CHP ve yol arkadaşı İYİ Parti’nin topluma verdiği mesaj şudur: Seçim güvenliği bulunmuyor, seçim güvenliği olursa AKP kaybeder, biz kazanırız. Seçim güvenliği olmazsa, biz kazanamayız!
Bu söylemin kendisi bile, AKP-MHP ittifakının siyaset katında oluşturduğu güç ve iktidar bloğunu kırmaya yönelik bir hedefi işaret etmiyor. AKP-MHP bloğu, elinde bulundurduğu ikitidar olanakları sayesinde yani yasama, yürütme, yargı ve basın gücüyle ‘güvenli’ bir seçim atmosferi yaratır mı? İktidarını kaybedeceği bir ‘seçim güvenliği’ sistemini oluşturur mu? Bunu onlardan istemek, seçim güvenliğini sağlamaya yeter mi? Eğer cevap hayır ise –ki, CHP ve İyi Parti bunu bizden iyi biliyor-, o vakit böyle bir talebin peşinde gitmenin manası nedir?

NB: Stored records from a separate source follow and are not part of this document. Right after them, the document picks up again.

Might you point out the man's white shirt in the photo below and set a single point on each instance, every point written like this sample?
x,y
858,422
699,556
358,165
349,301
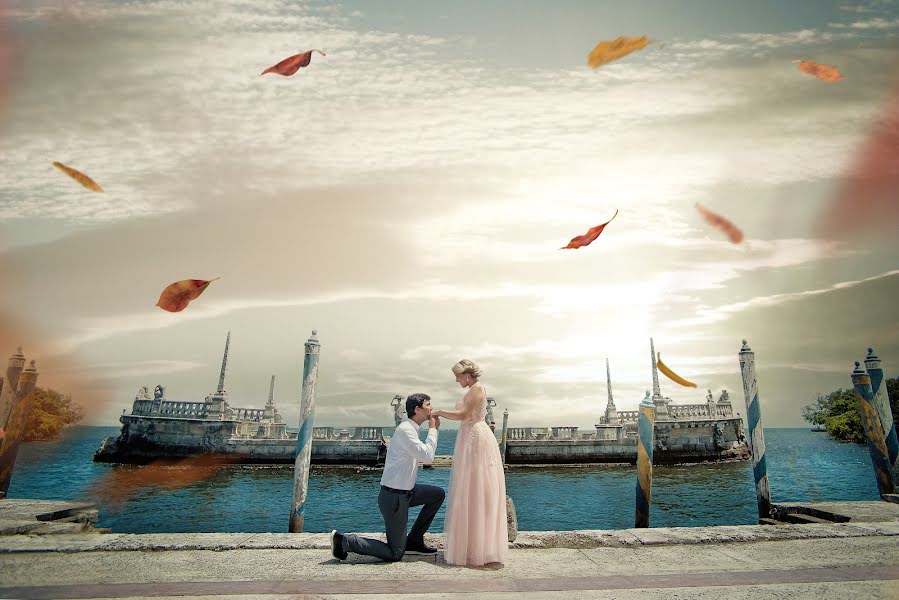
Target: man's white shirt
x,y
404,454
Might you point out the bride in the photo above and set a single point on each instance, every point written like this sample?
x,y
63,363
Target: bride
x,y
475,522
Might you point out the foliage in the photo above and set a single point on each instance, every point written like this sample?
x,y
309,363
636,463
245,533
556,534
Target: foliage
x,y
838,413
50,413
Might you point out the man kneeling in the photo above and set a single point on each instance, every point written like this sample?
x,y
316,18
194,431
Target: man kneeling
x,y
399,491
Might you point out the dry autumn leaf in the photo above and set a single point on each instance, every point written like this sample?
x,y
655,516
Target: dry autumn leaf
x,y
716,220
178,295
587,238
607,51
292,64
822,72
79,177
671,374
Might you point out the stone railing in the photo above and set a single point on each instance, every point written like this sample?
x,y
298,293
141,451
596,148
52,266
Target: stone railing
x,y
332,433
248,414
565,433
628,416
182,409
369,433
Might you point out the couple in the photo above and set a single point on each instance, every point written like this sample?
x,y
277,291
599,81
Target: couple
x,y
475,525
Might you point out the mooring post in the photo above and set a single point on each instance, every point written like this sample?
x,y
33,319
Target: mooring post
x,y
304,436
17,399
882,406
756,433
645,443
877,447
505,434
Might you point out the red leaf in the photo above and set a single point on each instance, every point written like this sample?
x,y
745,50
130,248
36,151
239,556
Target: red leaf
x,y
716,220
292,64
178,295
587,238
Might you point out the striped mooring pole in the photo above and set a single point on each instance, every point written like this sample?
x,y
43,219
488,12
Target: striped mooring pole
x,y
882,406
16,400
756,433
505,439
877,447
304,436
645,443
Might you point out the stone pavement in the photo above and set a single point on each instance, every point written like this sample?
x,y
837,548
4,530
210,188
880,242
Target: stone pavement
x,y
855,559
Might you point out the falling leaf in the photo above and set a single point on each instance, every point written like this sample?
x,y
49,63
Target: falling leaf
x,y
866,201
79,177
178,295
587,238
822,72
292,64
671,374
716,220
607,51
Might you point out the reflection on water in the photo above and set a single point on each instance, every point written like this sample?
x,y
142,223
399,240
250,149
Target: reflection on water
x,y
803,466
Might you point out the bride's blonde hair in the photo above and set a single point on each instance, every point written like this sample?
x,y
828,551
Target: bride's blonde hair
x,y
467,366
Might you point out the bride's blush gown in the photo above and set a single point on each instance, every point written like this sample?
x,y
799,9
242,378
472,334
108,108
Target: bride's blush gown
x,y
475,525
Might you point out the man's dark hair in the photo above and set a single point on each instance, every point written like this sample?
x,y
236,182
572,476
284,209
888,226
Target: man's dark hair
x,y
415,401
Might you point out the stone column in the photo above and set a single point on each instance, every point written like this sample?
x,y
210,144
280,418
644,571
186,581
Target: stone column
x,y
13,428
882,406
304,437
505,434
756,433
877,447
645,443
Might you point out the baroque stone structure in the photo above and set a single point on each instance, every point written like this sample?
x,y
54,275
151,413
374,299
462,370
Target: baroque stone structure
x,y
684,433
158,427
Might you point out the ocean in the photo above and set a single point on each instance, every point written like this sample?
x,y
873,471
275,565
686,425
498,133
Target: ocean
x,y
802,466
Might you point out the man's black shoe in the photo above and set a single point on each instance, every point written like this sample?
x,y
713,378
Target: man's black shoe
x,y
420,548
337,545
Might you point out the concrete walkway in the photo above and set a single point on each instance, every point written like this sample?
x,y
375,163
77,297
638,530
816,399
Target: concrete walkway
x,y
856,559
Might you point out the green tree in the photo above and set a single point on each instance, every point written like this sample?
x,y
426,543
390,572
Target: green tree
x,y
50,413
838,413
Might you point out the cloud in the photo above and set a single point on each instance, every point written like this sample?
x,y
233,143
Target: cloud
x,y
875,23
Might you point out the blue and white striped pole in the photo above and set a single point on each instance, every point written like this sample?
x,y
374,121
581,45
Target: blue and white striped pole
x,y
304,437
756,433
864,395
882,406
645,443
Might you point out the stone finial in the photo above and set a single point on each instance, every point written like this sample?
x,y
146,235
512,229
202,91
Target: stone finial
x,y
872,361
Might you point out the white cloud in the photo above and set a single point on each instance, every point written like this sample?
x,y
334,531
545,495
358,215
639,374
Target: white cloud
x,y
875,23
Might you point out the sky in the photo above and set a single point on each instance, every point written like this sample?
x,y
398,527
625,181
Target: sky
x,y
407,196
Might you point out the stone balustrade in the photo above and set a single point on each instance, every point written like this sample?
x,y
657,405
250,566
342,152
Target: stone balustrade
x,y
248,414
182,409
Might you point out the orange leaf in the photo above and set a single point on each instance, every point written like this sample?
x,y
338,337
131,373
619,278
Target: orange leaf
x,y
716,220
79,177
607,51
292,64
178,295
587,238
822,72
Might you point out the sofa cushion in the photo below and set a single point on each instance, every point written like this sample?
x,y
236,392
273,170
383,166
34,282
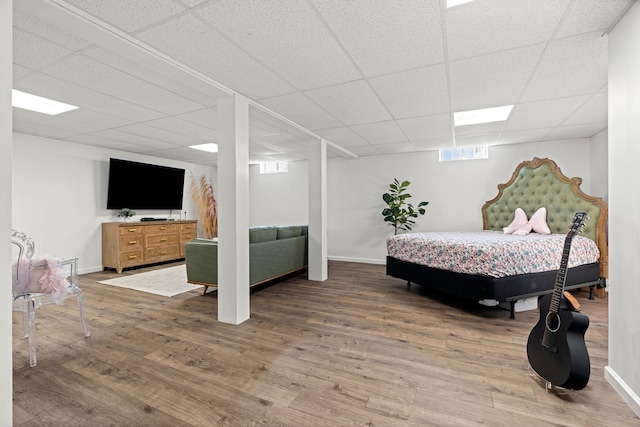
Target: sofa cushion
x,y
262,234
289,231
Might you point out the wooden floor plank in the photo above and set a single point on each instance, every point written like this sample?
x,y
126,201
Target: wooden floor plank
x,y
360,349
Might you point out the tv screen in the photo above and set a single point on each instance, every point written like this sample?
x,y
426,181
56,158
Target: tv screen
x,y
136,185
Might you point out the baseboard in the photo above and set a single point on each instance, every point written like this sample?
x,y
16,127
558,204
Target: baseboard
x,y
623,390
360,260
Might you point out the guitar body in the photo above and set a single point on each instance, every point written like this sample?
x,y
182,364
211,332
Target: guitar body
x,y
564,360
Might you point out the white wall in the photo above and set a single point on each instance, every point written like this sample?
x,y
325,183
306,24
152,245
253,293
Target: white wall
x,y
455,191
6,67
600,164
60,192
623,371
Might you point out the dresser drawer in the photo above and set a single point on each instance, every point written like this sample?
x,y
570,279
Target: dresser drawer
x,y
130,231
131,258
161,253
161,228
152,240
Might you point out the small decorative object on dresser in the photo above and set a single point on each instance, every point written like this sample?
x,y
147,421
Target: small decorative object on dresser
x,y
140,243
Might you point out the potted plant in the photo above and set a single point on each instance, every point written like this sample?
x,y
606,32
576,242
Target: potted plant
x,y
126,213
398,212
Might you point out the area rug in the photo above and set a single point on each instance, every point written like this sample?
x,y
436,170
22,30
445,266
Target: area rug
x,y
166,282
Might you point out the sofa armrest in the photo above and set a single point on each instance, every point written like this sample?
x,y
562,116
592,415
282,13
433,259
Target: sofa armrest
x,y
201,258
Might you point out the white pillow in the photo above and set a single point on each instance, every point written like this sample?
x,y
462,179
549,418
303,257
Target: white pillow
x,y
538,221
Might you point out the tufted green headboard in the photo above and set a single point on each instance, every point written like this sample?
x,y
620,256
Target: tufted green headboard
x,y
539,183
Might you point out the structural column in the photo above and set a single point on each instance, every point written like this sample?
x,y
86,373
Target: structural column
x,y
318,210
233,210
6,143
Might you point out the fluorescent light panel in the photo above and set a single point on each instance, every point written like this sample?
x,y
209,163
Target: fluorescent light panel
x,y
39,104
454,3
485,115
211,147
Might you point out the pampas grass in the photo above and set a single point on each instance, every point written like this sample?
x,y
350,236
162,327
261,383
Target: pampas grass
x,y
206,207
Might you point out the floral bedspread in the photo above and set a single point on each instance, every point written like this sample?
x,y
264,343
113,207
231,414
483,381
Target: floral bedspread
x,y
490,253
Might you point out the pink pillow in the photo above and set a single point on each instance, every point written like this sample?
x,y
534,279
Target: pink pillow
x,y
40,275
519,221
538,222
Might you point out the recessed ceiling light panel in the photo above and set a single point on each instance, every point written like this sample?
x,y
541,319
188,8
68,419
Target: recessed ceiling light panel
x,y
454,3
484,115
39,104
211,147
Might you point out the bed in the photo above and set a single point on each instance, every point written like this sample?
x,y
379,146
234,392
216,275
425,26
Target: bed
x,y
534,184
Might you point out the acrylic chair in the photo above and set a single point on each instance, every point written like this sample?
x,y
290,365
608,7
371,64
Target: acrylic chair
x,y
41,280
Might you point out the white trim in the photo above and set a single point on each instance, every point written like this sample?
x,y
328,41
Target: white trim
x,y
358,260
622,389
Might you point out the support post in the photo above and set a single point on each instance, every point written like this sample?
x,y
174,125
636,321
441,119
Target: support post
x,y
318,268
233,210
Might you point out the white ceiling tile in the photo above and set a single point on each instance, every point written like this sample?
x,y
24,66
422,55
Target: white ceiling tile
x,y
47,31
20,72
40,129
353,102
493,127
101,141
493,79
593,111
484,139
380,132
571,66
427,127
301,110
98,119
433,144
127,15
134,138
490,26
342,136
288,37
155,133
61,121
84,71
382,37
140,72
396,147
591,15
365,150
521,136
541,114
59,90
575,131
34,52
207,117
414,93
183,127
193,43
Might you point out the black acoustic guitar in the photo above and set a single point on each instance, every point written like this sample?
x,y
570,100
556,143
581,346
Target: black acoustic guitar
x,y
556,347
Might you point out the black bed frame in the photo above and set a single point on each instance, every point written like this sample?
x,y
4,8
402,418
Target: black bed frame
x,y
503,289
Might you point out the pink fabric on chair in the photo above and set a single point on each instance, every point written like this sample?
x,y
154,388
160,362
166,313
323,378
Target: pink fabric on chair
x,y
40,275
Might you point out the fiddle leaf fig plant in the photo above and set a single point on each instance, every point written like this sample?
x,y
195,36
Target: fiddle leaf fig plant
x,y
399,213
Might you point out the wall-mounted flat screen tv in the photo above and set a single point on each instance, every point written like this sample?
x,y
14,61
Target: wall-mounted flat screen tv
x,y
137,185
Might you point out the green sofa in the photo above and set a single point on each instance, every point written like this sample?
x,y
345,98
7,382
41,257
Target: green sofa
x,y
274,251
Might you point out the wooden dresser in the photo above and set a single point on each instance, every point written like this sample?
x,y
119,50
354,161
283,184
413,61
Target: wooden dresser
x,y
131,244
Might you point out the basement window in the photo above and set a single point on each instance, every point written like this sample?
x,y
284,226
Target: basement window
x,y
464,153
274,167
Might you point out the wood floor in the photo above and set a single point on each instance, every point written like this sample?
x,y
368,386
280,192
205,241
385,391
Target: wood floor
x,y
359,349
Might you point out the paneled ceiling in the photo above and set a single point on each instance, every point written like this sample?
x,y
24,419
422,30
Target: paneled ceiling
x,y
371,76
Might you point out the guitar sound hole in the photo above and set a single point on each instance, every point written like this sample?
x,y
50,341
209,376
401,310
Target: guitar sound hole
x,y
552,321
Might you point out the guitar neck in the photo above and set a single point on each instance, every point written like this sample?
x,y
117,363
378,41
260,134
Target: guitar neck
x,y
558,287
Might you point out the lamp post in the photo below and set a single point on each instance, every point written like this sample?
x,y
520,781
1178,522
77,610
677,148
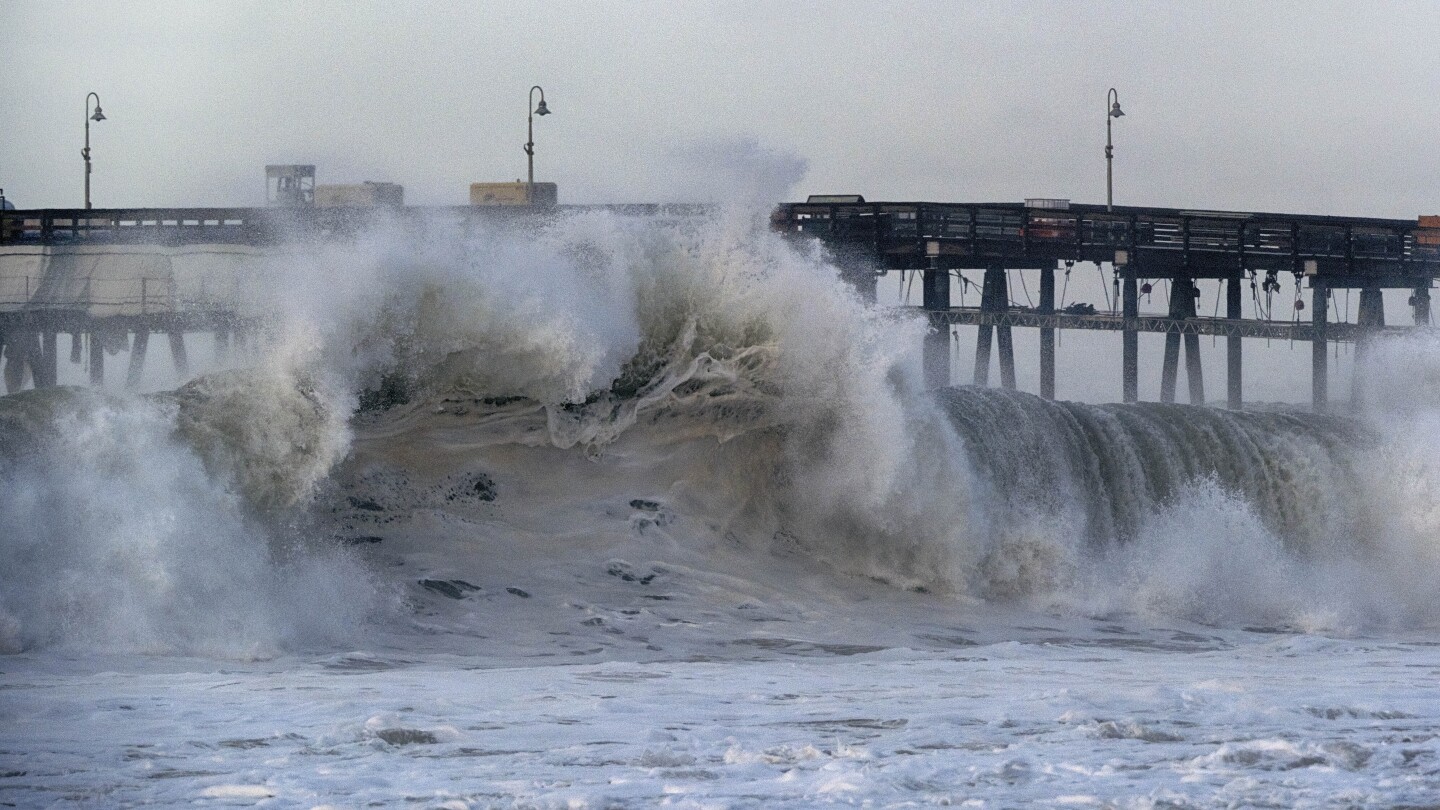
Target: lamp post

Seçim ittifakı yasa tasarısındaki ‘seçmen, sandık güvenliğini risk altında gördüğünde polis çağırabilir’ ifadesinin kendisi bile, sandıkların polise emanet edilmesi demektir. Yeniden yapılandırılan polis teşkilatının elindeki seçim sandıklarından iktidar partisi dışında bir partiye oy çıkması eşyanın tabiatına aykırı olur.
Önceliklerimiz farklı
Seçimler ile demokrasi mücadelesini bir yönüyle birbirinden ayırmak gerekiyor. Seçimlerle düzenin değişmeyeceğini bilenler için, kimin hangi en geniş seçim ittifakı yapacağı ikinci dereceden önemlidir. Neticede seçimler bir gündür; demokratik hak ve özgürlükler için mücadele orta ve uzun vadeli devrimci bir mücadeleyi gerektiriyor. Kuşkusuz seçim taktiğiyle demokrasi mücadelesi programı ve ittifaklar arasında bağ olması arzu edilir, ancak biri diğerine feda edilmemelidir.
16 Nisan referandumundaki yanyana geliş biçimi bu bakımdan örnek alınıp tekrarlanacak, bunun için uğraşılacak bir model olamaz. Gerçekçi de değildir, referandumun Hayır Cephesinin tabanında Afrin operasyonuyla birlikte ‘evet’e kayma olmuştur. Referandumun liderliği ise, Kemal Kılıçdaroğlu kendisine verilen büyük desteğe rağmen aradan geçen süre içinde demokratik bir mücadele yönünde gereken adımları atmamış, bireysel yürüyüşler ve konferanslarla süreci akamete uğratmıştır.
AKP karşıtı muhalefet kendisine bir örnek arıyorsa, Gezi İsyanı’na bakabilir. Referandumun sol kanadı, yüzünü daha çok demokratik Kürt hareketine dönebilirse, o vakit Üçüncü Cephe’nin inşası yönünde bir adım atılmış olabilir.
Demokrasi meselesini ‘seçim güvenliği’ne indirgeyen basitlikten kurtararak militan bir demokratik hak ve özgürlükler mücadelesinin gerçekleşmesi, Üçüncü Cephe’nin örgütlenmesiyle mümkün olabilir.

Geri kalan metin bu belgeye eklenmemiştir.